CAMBRIDGE, N.Y. -- What's the value of a line drawn on a map? After decades of deliberation, Cambridge village trustees determined there was none.
Mayor Stephen Robertson said the village easement on a tract of land, at 12 Myrtle Ave., had been brought up every year he'd been involved in local government.
"It's been a bone of contention since I've been a kid," Robertson said at July's village board meeting. The mayor said Friday he had been told the highway department had a barn behind the property, decades ago. But nobody can recall the village ever maintaining the right of way, and 20 years ago, a lawsuit resulted when an adjacent neighbor began driving across the property in question. That lawsuit ruled the village technically owned the right-of-way, a "paper street" that exists solely on a map.
Today, the approximately 30- by 181-foot parcel, ostensibly called Pleasant Street Extension, is a section of Jayme Cooley and Jeremy Geroux's yard. The couple attended September's board meeting hoping for a resolution.
On Wednesday, following executive session, trustees voted to abandon the village's right of access, which default back to the property owner. Robertson said the decision came after trustees determined there really was "no reason for it."
Previously, the village considered selling the rights, as, legally speaking, the easement could have intrinsic value because the municipality owned those rights and there were parties who were interested.
The village asked for Cooley and Geroux to appraise the easement's value, and their hired appraiser found zero value. In July, village Attorney Tony Jordan said the topic would require a specialized appraisal, as for access for lifts, ski runs, and power lines, as such rights have "some sort of value."
But the necessary appraiser wouldn't be worth hiring because those services would cost more than the likely value of the easement in question, Jordan continued mulling at that meeting July 11.
Officials agreed then the easement held little value. "There's no need for it," said Deputy Mayor Alan Dupuis II.
"It goes nowhere," echoed Trustee Sara Kelly.
"I'd be bummed if I was paying taxes on a piece of property that wasn't really mine," said Dupuis.
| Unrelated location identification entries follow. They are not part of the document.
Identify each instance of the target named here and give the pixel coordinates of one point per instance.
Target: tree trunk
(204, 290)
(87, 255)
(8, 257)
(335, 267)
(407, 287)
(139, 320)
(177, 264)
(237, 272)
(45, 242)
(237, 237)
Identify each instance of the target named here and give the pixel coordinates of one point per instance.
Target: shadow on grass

But officials were skittish because of a lawsuit resulting from a 2009 Cambridge town board decision to execute a quickclaim deed on rights for a similar parcel along Brownell Road.
An ensuing lawsuit against the town, ultimately dismissed because the statute of limitations expired, called the resolution an "unconstitutional gift of town land."
In July, trustees motioned to offer the village's rights to Cooley and Geroux for $1,000, based on a similarly sized piece of land recently sold.
Cooley and Geroux counter-offered in August with $100.
On Wednesday, Sept. 5, officials agreed the access rights really were of no value, and voted 3-0 to abandon the right of way. Dupuis was absent and Kelly abstained because the issue concerned neighbors.